FEW symbols of the oil industry are as familiar as the pumpjack, or “nodding donkey” (pictured). The technology is little changed since it was invented in 1925, and in some mature onshore fields it serves as a constant reminder of the world’s insatiable thirst for oil—until recently, about one-sixth of American crude came from the tiny “stripper” wells that it usually pumps. It is also a metaphor for how oil-company bosses have responded to the risks of climate change. Every so often they put their heads up and survey the future, only to bury them again. In the run-up to climate-change negotiations in Paris, starting at the end of this month, the industry’s willingness to stare the issue squarely in the eye is again under scrutiny.

In the 1990s oilmen responded to criticism from environmentalists by launching campaigns to encourage debate about climate change, and by increasing their investment in renewable energy. Under John (now Lord) Browne, BP of Britain declared itself to be moving “Beyond Petroleum”. However, steadily rising crude-oil prices after the global financial crisis led firms to scale back their loss-making green-energy businesses, while continuing to pour money into hydrocarbons (see chart).

More recently a dramatic fall in oil prices has forced them to start cutting some big exploration projects. And as the Paris summit has approached, ambitious pledges by more than 150 countries to cut greenhouse-gas emissions have taken oil bosses by surprise—even if the pledges are likely to fall short of the target of limiting global warming to two degrees Celsius above pre-industrial levels.

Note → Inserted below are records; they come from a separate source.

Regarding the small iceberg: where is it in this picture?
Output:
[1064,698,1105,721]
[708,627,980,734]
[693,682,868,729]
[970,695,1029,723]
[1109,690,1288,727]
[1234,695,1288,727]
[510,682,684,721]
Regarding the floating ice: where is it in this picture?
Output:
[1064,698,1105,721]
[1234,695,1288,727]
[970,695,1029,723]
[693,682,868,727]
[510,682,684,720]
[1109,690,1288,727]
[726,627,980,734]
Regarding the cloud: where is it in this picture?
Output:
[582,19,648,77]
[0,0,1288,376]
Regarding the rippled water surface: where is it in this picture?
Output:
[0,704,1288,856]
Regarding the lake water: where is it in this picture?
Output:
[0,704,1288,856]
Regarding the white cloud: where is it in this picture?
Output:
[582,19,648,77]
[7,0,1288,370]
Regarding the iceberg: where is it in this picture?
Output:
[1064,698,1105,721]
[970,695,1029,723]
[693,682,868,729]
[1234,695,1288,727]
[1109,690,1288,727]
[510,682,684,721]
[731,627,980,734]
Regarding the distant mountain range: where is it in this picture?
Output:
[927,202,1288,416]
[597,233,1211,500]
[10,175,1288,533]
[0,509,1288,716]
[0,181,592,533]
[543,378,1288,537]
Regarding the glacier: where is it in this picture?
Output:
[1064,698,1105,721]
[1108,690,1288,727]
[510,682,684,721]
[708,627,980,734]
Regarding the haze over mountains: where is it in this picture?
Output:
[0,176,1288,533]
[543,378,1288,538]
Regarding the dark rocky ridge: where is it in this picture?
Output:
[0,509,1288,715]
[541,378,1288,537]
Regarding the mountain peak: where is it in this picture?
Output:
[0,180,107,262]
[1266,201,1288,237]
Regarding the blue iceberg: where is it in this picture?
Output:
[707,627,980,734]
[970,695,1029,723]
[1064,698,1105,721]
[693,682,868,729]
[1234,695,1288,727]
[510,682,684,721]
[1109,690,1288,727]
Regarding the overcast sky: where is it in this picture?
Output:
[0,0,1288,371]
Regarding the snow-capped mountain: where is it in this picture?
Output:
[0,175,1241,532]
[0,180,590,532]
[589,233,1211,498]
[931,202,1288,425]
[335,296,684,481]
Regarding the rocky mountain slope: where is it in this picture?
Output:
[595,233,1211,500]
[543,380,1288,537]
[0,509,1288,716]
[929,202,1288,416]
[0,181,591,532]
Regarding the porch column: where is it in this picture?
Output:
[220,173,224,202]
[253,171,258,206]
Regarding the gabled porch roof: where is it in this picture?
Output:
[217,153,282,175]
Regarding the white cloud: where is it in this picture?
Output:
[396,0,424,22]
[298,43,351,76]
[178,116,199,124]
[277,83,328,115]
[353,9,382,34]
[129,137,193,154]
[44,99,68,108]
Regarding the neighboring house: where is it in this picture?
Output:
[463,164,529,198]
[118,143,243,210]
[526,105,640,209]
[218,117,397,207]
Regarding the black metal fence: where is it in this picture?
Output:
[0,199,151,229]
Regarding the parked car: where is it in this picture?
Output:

If these commitments were to translate into significant moves to limit global warming, this would challenge a view still held by oilmen on both sides of the Atlantic that demand for fossil fuels will keep growing strongly for the foreseeable future. Exxon Mobil, the world’s biggest publicly traded oil company, argues that fossil fuels will still account for three-quarters of primary energy demand even in 2040, only slightly below their current share. But the International Energy Agency (IEA), a body that represents oil-consuming countries, says that to keep global warming to two degrees, fossil fuels would need to fall to 60% of the energy mix by 2040. The IEA sees no mass abandonment of hydrocarbons, but nonetheless, its executive director, Fatih Birol, said on November 10th that, “There should be no energy company in the world [which] believes that climate policies will not affect their business.”